The AT1 bonds came into the limelight for two reasons. Firstly, the RBI decided to write off Rs10,800cr worth of AT1 bonds in the books of Yes Bank as part of the Reconstruction arrangement. That means, these bond holders will get nothing and investors will have to write off that entire amount. Secondly, IndusInd Bank opted to cancel its proposed issue of AT1 bonds as it feared that the RBI action in the Yes Bank case could negatively impact the appetite among institutional investors.

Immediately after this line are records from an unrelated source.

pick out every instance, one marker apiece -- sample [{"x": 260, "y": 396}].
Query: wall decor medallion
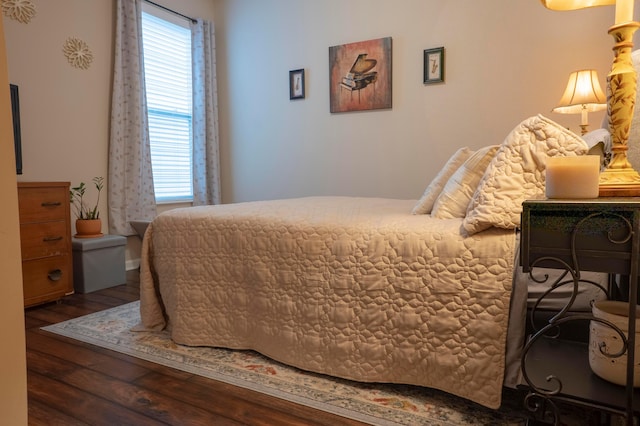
[
  {"x": 296, "y": 84},
  {"x": 77, "y": 53},
  {"x": 434, "y": 65},
  {"x": 18, "y": 10},
  {"x": 360, "y": 75}
]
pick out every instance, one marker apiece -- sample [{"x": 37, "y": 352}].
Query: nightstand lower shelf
[{"x": 569, "y": 362}]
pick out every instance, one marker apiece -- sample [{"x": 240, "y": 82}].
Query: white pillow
[
  {"x": 516, "y": 173},
  {"x": 456, "y": 195},
  {"x": 425, "y": 204}
]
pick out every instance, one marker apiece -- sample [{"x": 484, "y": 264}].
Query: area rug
[{"x": 376, "y": 404}]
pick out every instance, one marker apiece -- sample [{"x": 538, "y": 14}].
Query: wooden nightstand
[
  {"x": 45, "y": 235},
  {"x": 598, "y": 235}
]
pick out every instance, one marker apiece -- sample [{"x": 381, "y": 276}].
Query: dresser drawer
[
  {"x": 44, "y": 239},
  {"x": 37, "y": 204},
  {"x": 46, "y": 279}
]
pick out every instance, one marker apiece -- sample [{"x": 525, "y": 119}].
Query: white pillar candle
[{"x": 573, "y": 177}]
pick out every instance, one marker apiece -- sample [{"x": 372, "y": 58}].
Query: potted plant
[{"x": 88, "y": 222}]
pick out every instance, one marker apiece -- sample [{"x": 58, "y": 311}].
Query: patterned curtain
[
  {"x": 130, "y": 183},
  {"x": 206, "y": 162}
]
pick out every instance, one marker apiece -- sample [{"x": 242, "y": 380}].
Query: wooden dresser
[{"x": 45, "y": 235}]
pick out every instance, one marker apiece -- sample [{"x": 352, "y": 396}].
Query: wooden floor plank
[{"x": 72, "y": 382}]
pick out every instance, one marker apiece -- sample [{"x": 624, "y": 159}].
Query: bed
[{"x": 423, "y": 292}]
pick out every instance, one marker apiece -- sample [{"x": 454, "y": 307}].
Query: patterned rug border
[{"x": 380, "y": 417}]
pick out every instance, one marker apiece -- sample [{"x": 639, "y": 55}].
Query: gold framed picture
[
  {"x": 434, "y": 65},
  {"x": 296, "y": 84}
]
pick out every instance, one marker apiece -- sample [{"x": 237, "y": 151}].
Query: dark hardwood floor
[{"x": 75, "y": 383}]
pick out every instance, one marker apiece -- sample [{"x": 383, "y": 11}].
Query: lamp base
[{"x": 619, "y": 183}]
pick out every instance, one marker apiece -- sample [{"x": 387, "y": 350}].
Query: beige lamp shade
[
  {"x": 624, "y": 8},
  {"x": 575, "y": 4},
  {"x": 583, "y": 92},
  {"x": 582, "y": 96}
]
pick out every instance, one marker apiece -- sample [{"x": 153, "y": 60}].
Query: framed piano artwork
[
  {"x": 296, "y": 84},
  {"x": 360, "y": 75},
  {"x": 434, "y": 65}
]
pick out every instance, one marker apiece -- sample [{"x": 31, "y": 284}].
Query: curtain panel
[
  {"x": 206, "y": 163},
  {"x": 130, "y": 184}
]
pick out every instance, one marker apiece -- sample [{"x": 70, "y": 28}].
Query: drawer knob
[
  {"x": 55, "y": 275},
  {"x": 52, "y": 239}
]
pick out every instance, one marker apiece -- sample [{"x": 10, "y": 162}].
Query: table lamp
[
  {"x": 619, "y": 179},
  {"x": 582, "y": 96}
]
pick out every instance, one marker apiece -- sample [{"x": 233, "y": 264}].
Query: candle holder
[{"x": 619, "y": 179}]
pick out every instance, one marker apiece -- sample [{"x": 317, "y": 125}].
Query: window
[{"x": 167, "y": 67}]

What exactly are AT1 bonds?
The concept of AT1 bonds were first introduced in the aftermath of the financial crisis in 2008. In the case of AT1 bonds, the principal losses would be imposed on creditors in the event of firm-level distress. In short, these bonds would not have recourse to the public purse. Under the Basel III norms, banks are required to maintain minimum Tier-1 capital of 6% of risk-weighted assets.

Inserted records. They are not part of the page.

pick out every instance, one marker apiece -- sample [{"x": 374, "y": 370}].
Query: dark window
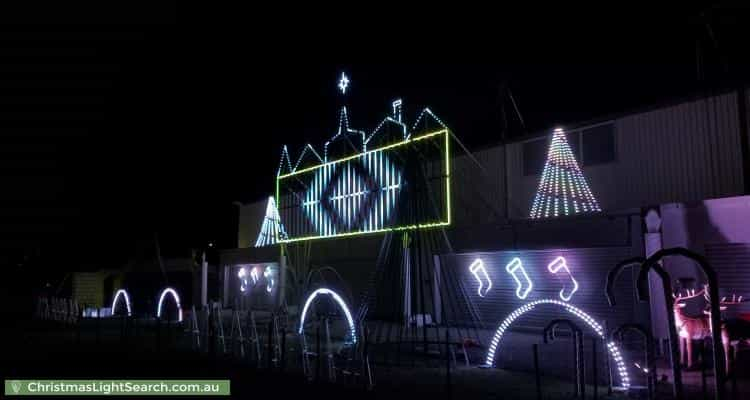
[
  {"x": 534, "y": 156},
  {"x": 574, "y": 141},
  {"x": 598, "y": 145}
]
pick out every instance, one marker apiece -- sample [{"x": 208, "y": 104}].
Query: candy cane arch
[
  {"x": 611, "y": 346},
  {"x": 338, "y": 300},
  {"x": 117, "y": 296},
  {"x": 176, "y": 300}
]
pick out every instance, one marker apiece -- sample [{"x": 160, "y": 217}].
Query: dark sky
[{"x": 111, "y": 132}]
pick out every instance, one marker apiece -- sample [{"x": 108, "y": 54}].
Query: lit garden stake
[
  {"x": 508, "y": 321},
  {"x": 124, "y": 294},
  {"x": 562, "y": 189}
]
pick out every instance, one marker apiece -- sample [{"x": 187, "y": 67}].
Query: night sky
[{"x": 110, "y": 133}]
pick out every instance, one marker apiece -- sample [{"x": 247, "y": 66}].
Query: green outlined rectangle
[{"x": 443, "y": 217}]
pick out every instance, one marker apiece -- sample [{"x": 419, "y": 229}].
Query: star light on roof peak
[{"x": 343, "y": 83}]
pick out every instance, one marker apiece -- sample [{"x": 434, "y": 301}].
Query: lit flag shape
[
  {"x": 515, "y": 268},
  {"x": 562, "y": 189},
  {"x": 485, "y": 283},
  {"x": 559, "y": 264},
  {"x": 272, "y": 230}
]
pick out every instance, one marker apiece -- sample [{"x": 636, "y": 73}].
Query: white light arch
[
  {"x": 338, "y": 300},
  {"x": 611, "y": 346},
  {"x": 176, "y": 300},
  {"x": 117, "y": 296}
]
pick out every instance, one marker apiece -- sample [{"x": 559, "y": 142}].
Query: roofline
[{"x": 670, "y": 102}]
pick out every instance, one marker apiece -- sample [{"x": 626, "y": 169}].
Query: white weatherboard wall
[{"x": 686, "y": 152}]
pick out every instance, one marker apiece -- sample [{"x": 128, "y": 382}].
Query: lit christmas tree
[
  {"x": 563, "y": 189},
  {"x": 272, "y": 229}
]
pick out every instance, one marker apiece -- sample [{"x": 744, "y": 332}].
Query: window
[
  {"x": 598, "y": 145},
  {"x": 534, "y": 156}
]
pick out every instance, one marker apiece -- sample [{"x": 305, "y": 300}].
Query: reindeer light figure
[{"x": 691, "y": 328}]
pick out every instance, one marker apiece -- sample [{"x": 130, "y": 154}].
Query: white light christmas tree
[
  {"x": 563, "y": 189},
  {"x": 272, "y": 229}
]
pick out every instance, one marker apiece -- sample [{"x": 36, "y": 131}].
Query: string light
[
  {"x": 356, "y": 194},
  {"x": 176, "y": 300},
  {"x": 508, "y": 321},
  {"x": 562, "y": 184},
  {"x": 340, "y": 301},
  {"x": 344, "y": 129},
  {"x": 124, "y": 294}
]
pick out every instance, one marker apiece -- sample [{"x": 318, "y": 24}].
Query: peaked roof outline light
[{"x": 344, "y": 128}]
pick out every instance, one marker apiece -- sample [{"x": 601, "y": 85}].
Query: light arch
[
  {"x": 340, "y": 301},
  {"x": 176, "y": 298},
  {"x": 611, "y": 346},
  {"x": 124, "y": 294}
]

This Tier-1 capital can be composed of 4.5% common equity and 1.5% of additional tier 1 bonds (AT1). The unique feature of AT1 bonds is that it can be called after five years of issue. At that point, either the bonds can be redeemed or they can be converted into equity. If the issuer falls into financial distress, holders of AT1 bonds have no recourse.
Why do institutions prefer to invest in AT1 bonds?

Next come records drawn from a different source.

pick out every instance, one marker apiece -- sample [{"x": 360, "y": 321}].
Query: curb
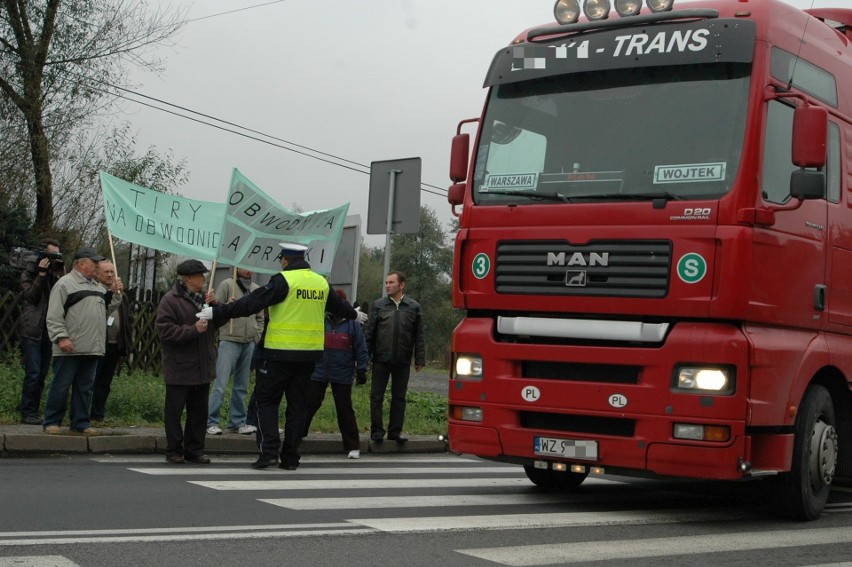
[{"x": 153, "y": 441}]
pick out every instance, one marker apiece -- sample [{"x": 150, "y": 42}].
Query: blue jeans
[
  {"x": 233, "y": 358},
  {"x": 36, "y": 358},
  {"x": 75, "y": 373}
]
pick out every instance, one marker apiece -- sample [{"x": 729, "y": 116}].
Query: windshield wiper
[
  {"x": 552, "y": 196},
  {"x": 659, "y": 196}
]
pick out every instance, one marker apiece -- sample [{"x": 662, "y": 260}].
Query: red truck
[{"x": 655, "y": 248}]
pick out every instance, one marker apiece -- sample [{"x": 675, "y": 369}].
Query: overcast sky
[{"x": 364, "y": 81}]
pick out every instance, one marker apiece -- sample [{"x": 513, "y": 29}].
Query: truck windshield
[{"x": 625, "y": 134}]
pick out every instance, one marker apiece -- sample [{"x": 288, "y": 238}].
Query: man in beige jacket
[{"x": 237, "y": 341}]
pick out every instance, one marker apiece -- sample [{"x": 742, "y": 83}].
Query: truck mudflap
[
  {"x": 474, "y": 440},
  {"x": 717, "y": 463}
]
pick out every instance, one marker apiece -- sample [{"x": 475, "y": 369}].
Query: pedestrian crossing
[{"x": 450, "y": 494}]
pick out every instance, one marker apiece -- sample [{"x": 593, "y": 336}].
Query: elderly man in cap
[
  {"x": 76, "y": 325},
  {"x": 297, "y": 299},
  {"x": 189, "y": 363}
]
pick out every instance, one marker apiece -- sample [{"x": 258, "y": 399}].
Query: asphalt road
[
  {"x": 387, "y": 510},
  {"x": 429, "y": 381}
]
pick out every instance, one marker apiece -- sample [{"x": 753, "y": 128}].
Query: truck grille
[
  {"x": 591, "y": 425},
  {"x": 580, "y": 372},
  {"x": 600, "y": 268}
]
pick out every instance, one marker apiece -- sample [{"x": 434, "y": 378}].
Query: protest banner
[
  {"x": 161, "y": 221},
  {"x": 255, "y": 224}
]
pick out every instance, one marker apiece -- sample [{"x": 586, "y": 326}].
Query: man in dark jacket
[
  {"x": 298, "y": 299},
  {"x": 394, "y": 333},
  {"x": 189, "y": 363},
  {"x": 119, "y": 338},
  {"x": 345, "y": 354},
  {"x": 32, "y": 331}
]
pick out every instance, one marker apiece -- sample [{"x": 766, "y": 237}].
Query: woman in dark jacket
[
  {"x": 344, "y": 355},
  {"x": 189, "y": 363}
]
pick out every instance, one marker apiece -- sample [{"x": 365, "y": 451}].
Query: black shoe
[
  {"x": 198, "y": 459},
  {"x": 264, "y": 462}
]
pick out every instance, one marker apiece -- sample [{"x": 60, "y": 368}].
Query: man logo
[
  {"x": 575, "y": 279},
  {"x": 577, "y": 259}
]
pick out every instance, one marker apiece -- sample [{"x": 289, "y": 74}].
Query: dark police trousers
[{"x": 276, "y": 379}]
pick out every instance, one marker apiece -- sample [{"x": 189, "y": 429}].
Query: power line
[
  {"x": 240, "y": 130},
  {"x": 315, "y": 154},
  {"x": 341, "y": 161},
  {"x": 237, "y": 10}
]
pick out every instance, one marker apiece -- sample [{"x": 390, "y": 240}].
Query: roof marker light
[
  {"x": 628, "y": 7},
  {"x": 567, "y": 11},
  {"x": 659, "y": 5},
  {"x": 596, "y": 9}
]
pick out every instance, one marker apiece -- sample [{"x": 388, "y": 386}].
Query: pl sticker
[{"x": 691, "y": 268}]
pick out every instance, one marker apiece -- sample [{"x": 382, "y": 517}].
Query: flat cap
[
  {"x": 190, "y": 267},
  {"x": 88, "y": 253},
  {"x": 292, "y": 249}
]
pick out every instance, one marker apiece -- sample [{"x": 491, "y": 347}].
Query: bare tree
[{"x": 60, "y": 63}]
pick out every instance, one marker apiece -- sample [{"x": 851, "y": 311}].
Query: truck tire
[
  {"x": 805, "y": 489},
  {"x": 554, "y": 480}
]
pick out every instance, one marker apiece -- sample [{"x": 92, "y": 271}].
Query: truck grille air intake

Why are institutions interested in investing in AT1 bonds? While AT1 bonds are clearly high risk in nature, they also offer higher yields. At a time when most institutional investors were starved for yields, the AT1 bonds offered the perfect alternative for them. For example, while a typical AAA rated Tier-2 bond pays an interest rate of 7.5%, there is a 150 basis points premium on AT1 bonds as they are able to earn around 9% on an average.
While the bank has the option to pay the coupon forever, they also have the option to call back the bonds and either redeem the bonds or convert them into equity. Basically, it is the higher yields that are the big attraction for AT1 bonds. However, risks have come to the fore in the Yes Bank case.
Are retail investors exposed to AT1 bonds?
The AT1 bonds are generally targeted at institutional investors and HNIs although there is no bar on retail investors investing in such bonds. However, scores of retail investors are exposed to AT1 funds indirectly through the bond funds and the hybrid funds that they may be holding. If you look at the case of Yes Bank, nearly 25% of the AT1 bonds issued by Yes Bank are held by Indian mutual funds. Let us now look at the magnitude of the indirect risk.
|Funds with over Rs100cr exposure to AT1 bonds of Yes bank|
|Scheme Name||Exposure to Yes Bank AT1 Bonds||Exposure as a (%) of fund AUM|
|Nippon India Equity Hybrid Fund||Rs638cr||8.11%|
|Nippon India Credit Risk Fund||Rs540cr||10.96%|
|Nippon India Strategic Debt Fund||Rs436cr||21.25%|
|Franklin India ST Income Plan||Rs281cr||2.71%|
|Franklin India Credit Risk Fund||Rs135cr||2.42%|
|UTI ULIP Fund||Rs128cr||2.88%|
|Nippon India Hybrid Bond Fund||Rs103cr||8.06%|
Clearly, the impact on the retail investor returns will be significant where the exposure to Yes Bank AT1 bonds is greater than 5% of the overall AUM and that would make half of the above funds vulnerable to significant write-offs.
The overall exposure of the mutual funds at an AMC level can be summarized as under.
|Asset Management Company||Overall Exposure to Yes Bank AT1 Bonds|
|Nippon India Mutual Fund||Rs1,806cr|
|Franklin Templeton Mutual Fund||Rs476cr|
|UTI Mutual Fund||Rs287cr|
|Kotak Mutual Fund||Rs94cr|
|Baroda Mutual Fund||Rs59cr|
The above five AMCs account for 97% of the total exposure of Indian mutual funds to the AT1 bonds of Yes Bank. That is an indirect exposure that retail mutual funds investors are carrying, perhaps unknowingly.
Key takeaways for investors from the AT1 bonds story
From IL&FS bonds to DHFL bonds to bonds guaranteed by Zee shares and now AT1 bonds; it has been a rough journey for debt funds in the last 2 years. For investors, it is a reminder that debt funds are not risk-free, as a lot of them would like to believe. An assessment of risks before investing in debt funds would do a world of good to your long-term investment plan.